Buffalo Chicken Bake

I'm trying a new feature here, guys: Leftovers Lunes. Aka Leftovers Mondays, but my roommate told me it should be alliterative. In either language, I often find myself with random leftovers from weekend culinary escapades, and Mondays are a good opportunity to get creative and use them up.

As evidenced here, I like buffalo chicken. A lot. And evidenced on the rest of this blog, I like pasta with anything. So when my friend Michael left a huge order of leftover buffalo chicken fingers in my apartment, I didn't delay in making a buffalo chicken pasta bake.

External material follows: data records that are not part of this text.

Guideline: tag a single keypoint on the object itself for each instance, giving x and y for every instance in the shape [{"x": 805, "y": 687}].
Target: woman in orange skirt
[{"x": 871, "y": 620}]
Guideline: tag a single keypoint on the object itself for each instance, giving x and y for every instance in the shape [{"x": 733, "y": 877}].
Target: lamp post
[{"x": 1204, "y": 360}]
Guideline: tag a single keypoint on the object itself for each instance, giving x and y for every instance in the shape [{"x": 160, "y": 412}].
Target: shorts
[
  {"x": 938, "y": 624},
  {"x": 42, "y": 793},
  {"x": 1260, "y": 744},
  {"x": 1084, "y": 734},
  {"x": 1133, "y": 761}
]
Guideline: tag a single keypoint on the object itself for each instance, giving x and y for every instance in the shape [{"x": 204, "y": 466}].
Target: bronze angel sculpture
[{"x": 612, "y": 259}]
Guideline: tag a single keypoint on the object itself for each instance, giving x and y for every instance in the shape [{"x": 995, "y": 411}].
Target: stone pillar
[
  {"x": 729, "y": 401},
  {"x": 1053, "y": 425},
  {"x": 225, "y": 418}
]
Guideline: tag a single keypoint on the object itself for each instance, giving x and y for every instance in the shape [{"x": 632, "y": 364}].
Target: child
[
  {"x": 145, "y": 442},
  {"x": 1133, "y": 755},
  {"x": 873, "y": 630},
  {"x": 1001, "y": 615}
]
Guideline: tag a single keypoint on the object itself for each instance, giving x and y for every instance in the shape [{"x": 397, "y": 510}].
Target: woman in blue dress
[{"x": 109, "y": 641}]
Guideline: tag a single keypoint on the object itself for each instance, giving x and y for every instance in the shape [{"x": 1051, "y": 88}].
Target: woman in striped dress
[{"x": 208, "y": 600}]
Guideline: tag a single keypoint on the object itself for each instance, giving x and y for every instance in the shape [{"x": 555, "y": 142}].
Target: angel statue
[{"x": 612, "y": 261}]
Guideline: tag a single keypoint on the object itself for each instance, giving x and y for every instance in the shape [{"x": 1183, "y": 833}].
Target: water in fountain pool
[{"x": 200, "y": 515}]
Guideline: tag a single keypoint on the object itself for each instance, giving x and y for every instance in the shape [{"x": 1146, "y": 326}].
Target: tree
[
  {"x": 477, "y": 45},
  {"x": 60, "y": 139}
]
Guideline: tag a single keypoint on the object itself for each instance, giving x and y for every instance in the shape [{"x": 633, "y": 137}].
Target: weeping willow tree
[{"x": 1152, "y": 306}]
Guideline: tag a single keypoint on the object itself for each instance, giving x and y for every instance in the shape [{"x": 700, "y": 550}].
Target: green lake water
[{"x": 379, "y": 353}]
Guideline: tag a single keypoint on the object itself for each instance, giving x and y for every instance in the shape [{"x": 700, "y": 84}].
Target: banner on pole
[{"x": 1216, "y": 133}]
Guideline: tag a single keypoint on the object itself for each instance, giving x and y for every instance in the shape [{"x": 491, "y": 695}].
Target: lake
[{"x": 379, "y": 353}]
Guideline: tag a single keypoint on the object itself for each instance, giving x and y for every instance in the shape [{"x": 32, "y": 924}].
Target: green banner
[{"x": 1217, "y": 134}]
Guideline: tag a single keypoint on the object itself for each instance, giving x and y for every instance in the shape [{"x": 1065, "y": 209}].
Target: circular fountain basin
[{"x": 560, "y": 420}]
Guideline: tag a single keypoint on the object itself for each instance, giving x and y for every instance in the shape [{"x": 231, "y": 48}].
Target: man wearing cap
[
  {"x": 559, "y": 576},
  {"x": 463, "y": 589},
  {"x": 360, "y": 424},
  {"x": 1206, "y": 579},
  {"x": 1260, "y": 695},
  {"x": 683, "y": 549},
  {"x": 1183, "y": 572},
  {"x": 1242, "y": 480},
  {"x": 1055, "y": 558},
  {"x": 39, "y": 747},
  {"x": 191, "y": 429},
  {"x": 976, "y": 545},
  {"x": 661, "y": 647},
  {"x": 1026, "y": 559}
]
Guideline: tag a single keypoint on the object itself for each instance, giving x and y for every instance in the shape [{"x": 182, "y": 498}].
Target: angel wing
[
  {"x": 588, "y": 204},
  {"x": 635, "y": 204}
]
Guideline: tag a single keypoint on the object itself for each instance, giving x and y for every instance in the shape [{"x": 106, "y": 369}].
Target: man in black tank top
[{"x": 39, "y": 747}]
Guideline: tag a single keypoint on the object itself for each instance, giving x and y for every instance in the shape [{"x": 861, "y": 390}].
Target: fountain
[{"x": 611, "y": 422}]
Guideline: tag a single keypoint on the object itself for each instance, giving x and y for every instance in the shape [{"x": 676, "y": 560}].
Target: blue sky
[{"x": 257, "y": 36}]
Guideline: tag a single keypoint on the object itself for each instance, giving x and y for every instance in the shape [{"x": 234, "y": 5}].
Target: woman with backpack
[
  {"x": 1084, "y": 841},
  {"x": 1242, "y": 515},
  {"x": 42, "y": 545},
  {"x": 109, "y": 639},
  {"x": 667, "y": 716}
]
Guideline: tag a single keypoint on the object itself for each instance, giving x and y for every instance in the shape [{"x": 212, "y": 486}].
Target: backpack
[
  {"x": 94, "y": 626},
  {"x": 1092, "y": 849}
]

I also had leftover bell peppers and red onions from these veggie kabobs, so I threw them in the food processor to dice them.

And the star of the show, buffalo chicken fingers. These babies were really spicy on their own, but added just the right amount of kick to an entire casserole.

All chopped up. I put my pasta in to cook (I chose Ziti) and started the sauce.

I made a basic alfredo to begin, starting with a roux (flour and butter), then adding milk, salt and pepper and stirring until it thickened. Then I added about 1/3 cup of bleu cheese dressing and about 1/4 cup of cheddar/mozzarella mix. I seasoned to taste with garlic powder, paprika, and chili powder. After all of this, it got too thick, so I whisked in 1/4 cup of the pasta cooking liquid to thin it a bit.

Finished sauce. I strained the pasta and mixed it with everything else (sauce, chicken, veggies) in a 9x13 baking dish.

And to top it off, no casserole is complete without buttered bread crumbs. And no buffalo chicken dish is complete without blue cheese crumbles and Frank's red hot. So I went ahead and added both of those, too.

It went into a 350 degree oven for about 15 minutes and finished off in the broiler for 1-2 minutes, or until the bread crumbs browned.

Man this was delicious. Not exactly the healthiest meal in the world, but at least it had a few different food groups.

Any other leftover-creation ideas for chicken fingers?